Dans cinq cas, la personne affectée par le SIDA ne travaillait pas dans l'unité de production de prise en charge au moment de la déclaration de sa maladie. Les absents contribuaient néanmoins, de diverses manières, au fonctionnement de celle-ci, soit en apportant un appui financier en espèces, soit en finançant de la main-d'uvre ou encore en achetant des équipements.
Le sidéen est mobile...
... il n'est pas forcément agriculteur ou marié...
... son âge moyen varie selon son origine et son sexe et...
... il est tout autant de sexe féminin que masculin...
.... son éducation formelle est limitée...
... l'attention qu'on lui porte est fonction de ses origines
Autres considérations
Dans le Centre-Ouest, 32 cas ont été analysés (22 décès et 10 malades), répartis dans 32 unités de production.
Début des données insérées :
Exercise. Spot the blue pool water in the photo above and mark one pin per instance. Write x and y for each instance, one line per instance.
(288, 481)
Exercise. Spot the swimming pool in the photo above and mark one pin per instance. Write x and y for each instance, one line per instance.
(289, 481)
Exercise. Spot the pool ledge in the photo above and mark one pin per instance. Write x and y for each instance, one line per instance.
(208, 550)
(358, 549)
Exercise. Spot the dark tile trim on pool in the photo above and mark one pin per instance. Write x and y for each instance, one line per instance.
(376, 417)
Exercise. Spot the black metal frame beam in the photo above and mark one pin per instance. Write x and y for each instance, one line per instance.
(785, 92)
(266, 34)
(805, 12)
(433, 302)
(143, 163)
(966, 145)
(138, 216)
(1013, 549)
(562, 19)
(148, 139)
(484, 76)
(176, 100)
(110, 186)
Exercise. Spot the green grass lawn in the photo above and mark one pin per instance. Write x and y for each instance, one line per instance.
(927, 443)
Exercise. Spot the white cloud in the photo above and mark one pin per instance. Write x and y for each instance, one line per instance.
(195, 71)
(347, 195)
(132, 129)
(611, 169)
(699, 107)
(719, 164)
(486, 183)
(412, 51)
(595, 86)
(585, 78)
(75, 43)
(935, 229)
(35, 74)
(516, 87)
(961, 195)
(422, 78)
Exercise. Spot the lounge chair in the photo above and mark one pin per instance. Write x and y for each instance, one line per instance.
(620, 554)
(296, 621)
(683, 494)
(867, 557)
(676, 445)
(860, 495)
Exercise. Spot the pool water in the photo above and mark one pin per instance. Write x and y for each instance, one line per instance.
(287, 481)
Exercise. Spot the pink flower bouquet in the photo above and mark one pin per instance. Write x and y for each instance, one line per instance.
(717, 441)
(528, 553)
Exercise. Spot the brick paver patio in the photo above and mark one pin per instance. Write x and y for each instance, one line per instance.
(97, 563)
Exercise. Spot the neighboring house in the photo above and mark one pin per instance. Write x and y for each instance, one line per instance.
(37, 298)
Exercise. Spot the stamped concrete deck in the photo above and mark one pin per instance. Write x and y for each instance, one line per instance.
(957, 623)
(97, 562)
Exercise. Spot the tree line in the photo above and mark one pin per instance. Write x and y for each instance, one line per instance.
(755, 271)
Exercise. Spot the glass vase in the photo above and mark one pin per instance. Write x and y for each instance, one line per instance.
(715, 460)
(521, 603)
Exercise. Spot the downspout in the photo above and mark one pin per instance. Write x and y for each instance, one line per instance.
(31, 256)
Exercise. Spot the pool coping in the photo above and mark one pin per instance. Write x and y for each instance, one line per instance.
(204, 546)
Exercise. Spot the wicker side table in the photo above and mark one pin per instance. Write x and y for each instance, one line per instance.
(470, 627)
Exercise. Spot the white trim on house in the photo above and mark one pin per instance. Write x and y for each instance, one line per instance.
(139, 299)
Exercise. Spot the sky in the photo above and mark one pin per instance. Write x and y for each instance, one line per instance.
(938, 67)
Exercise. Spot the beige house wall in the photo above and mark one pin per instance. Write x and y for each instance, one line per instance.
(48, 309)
Sur ces 32 unités de production, 11 étaient détenues par des étrangers et 21 par des Ivoiriens (18 personnes originaires de la région et trois autres en provenance du Centre du pays). Quatorze des 32 cas étaient donc originaires d'une autre région que le Centre-Ouest. Parmi les personnes natives de la zone, une proportion importante n'était pas physiquement présentes au village ou au campement, au moment où s'est déclarée la maladie.
En effet, 13 (41 pour cent) cas d'infection du SIDA concernent des personnes qui vivaient en milieu urbain, avant de retourner au village pour se faire traiter. La plupart de ces cas se retrouvent parmi les originaires de la zone. Il s'agit d'individus plutôt jeunes, souvent des jeunes femmes célibataires, mères pour la plupart, qui résidaient à Abidjan et sont rentrés au village une fois malade. Sur le total de 32 cas, 17 seulement étaient mariés, laissant toutefois 96 orphelins à la charge de leur conjoint ou parfois à la charge d'un proche parent (frère, fils, notamment). Sur les 11 veuves survivantes aucune n'a été remariée.
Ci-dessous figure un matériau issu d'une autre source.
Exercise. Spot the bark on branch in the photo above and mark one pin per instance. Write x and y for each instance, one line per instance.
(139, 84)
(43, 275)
Comme dans la région de savane et comme au Burkina Faso, d'ailleurs, l'âge moyen des femmes malades (29 ans) ou décédées (31 ans) est inférieur à celui des hommes malades (39 ans) ou décédés (38 ans). L'âge moyen des cas analysés varie également selon la provenance géographique. La moyenne d'âge des agriculteurs provenant d'autres régions de la Côte d'Ivoire (Baoulé pour la plupart) est de 29 ans, alors qu'elle est de 32 ans pour les natifs de la zone et de 42 ans pour les étrangers. Sous toute réserve, on peut envisager que l'apparition relativement tardive du SIDA chez les étrangers (tous Burkinabé dans l'échantillon) provient de leur venue en Côte d'Ivoire à un âge relativement tardif.
Contrairement à la situation qui prévalait dans la zone de Korhogo et au Burkina Faso, les cas de SIDA analysés en zone forestière se répartissent relativement également entre hommes (53 pour cent) et femmes (47 pour cent).
La situation est un peu meilleure dans le Centre-Ouest que dans le Nord car cinq des cas analysés avaient fréquenté l'école primaire et cinq autres, l'école secondaire.
La solidarité communautaire est fortement liée à l'origine du malade. Chez les personnes originaires du Centre-Ouest, celle-ci est pratiquement limitée à une assistance au moment du décès; dans trois cas d'ailleurs il a été observé un rejet systématique du malade. Les communautés d'immigrants ivoiriens et étrangers sont apparues plus solidaires et mieux disposées pour apporter un support financier ou de main-d'uvre au moment de la maladie et au décès.
Dans la région de savane, l'enquête a mis en évidence le fait que les personnes affectées, qui vivaient en dehors de leur unité de production d'origine avant de revenir au village, apportaient un soutien important à leurs proches, notamment aux plans de l'aide financière en espèces et du financement de la main-d'uvre. Ce n'est pas le cas dans la zone forestière.
Cette différence d'attitude est probablement à mettre en relation avec la nature des migrations dans les deux régions. Alors que dans le Nord, les individus quittent leur village pour améliorer leur situation économique, dans le Centre-Ouest, c'est surtout l'attirance de la ville qui incite les jeunes gens à s'éloigner de leur village. On peut supposer, d'une part, que ces jeunes migrants n'occupaient pas de poste bien rémunéré au moment de leur séjour en milieu urbain et, d'autre part, qu'ils provenaient de familles relativement à l'aise.